Not to dispute such profound and extensive institutional knowledge about our language, but when modelers say 'stash', what they mean is their accumulated collection of unbuilt kits. Never said out loud, it's a word fraught with emotional overtones:
Some of us take gleeful pleasure in the size of it, as a miser contemplating his stack of gold coins.
Some of us descend into avarice and greed and jealousy of other people's stashes, like a miser contemplating his stack of gold coins -- wishing there were more!
Some of us find contemplating one's stash is a Metaphor for Mortality.
Aging, we realize that stash is already too large to be realistically projected to get all built within one's lifetime. (And THEN what'll happen to it?)

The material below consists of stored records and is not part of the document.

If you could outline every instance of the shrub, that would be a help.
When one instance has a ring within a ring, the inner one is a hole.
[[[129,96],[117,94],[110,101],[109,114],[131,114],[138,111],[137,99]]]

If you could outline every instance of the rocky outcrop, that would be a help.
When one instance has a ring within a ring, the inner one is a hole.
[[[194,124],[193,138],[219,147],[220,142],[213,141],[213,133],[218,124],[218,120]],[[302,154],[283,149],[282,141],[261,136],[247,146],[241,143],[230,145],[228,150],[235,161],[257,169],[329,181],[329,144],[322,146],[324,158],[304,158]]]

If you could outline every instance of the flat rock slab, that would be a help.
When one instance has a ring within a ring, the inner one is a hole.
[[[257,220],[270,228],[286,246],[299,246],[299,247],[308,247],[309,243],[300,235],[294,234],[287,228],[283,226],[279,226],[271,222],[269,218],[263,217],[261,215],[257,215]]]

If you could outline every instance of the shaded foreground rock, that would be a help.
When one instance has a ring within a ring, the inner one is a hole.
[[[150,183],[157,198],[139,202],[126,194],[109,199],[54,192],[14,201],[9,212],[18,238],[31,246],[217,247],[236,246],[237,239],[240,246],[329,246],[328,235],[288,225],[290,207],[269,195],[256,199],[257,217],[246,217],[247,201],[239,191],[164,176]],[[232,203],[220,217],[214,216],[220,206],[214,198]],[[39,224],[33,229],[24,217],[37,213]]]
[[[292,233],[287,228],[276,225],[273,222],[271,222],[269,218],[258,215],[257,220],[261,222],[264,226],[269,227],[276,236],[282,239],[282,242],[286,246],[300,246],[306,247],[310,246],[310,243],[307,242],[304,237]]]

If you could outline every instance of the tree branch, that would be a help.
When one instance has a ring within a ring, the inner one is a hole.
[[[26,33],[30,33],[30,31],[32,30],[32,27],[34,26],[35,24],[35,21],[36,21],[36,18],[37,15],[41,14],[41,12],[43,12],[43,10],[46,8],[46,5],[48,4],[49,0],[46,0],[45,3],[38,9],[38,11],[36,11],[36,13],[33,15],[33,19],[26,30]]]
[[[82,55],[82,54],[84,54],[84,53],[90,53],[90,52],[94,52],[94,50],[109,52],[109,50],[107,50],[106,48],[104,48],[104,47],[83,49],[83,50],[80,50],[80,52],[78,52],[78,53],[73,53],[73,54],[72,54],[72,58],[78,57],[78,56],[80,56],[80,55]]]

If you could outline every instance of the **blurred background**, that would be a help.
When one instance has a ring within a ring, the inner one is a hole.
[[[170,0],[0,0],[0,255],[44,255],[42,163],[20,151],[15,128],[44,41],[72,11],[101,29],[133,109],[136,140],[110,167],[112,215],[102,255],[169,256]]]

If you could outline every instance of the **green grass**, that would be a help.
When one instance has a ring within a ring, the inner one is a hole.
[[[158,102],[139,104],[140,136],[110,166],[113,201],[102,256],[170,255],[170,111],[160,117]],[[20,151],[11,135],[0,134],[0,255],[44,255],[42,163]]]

One thing we're all past: any notion that our stashes accumulate value, day-by-day, hour by hour... value to financially pad our futures into extended blissful retirement!
Well, some collectibles and antiques do... but our plastic kits didn't cost much to begin with, and since the molds keep getting re-popped and re-boxed, they're not going to be worth any more next year, or next decade. (Or next millennium?!)
Returning for a moment to my imaginary trip -- via Mr. Peabody's WayBack Machine -- to myself way back Then. Could I tell him someday his stash would have around 500 still-boxed kits? (I haven't even been able to muster the Moral Courage to count the exact number within the last 5 years...)
This would have been beyond Then-Scott's comprehension. He has no stash -- at most, ONE kit, a gift at Christmas or birthday, or following allowance Friday and the subsequent raid on the toy section of Thunderbird Drugstore. It's be done, built, by tomorrow at the latest!
In that sense, we're all far wealthier than we could ever have imagined back Then. But Time was scarce-and filled!-Then. Just so, Now. Shouldn't discourage us, though... think: Time is our ever-present spur to dawdle not, but instead
Build What You Want, the Way You Want To -- and Above All, Have Fun!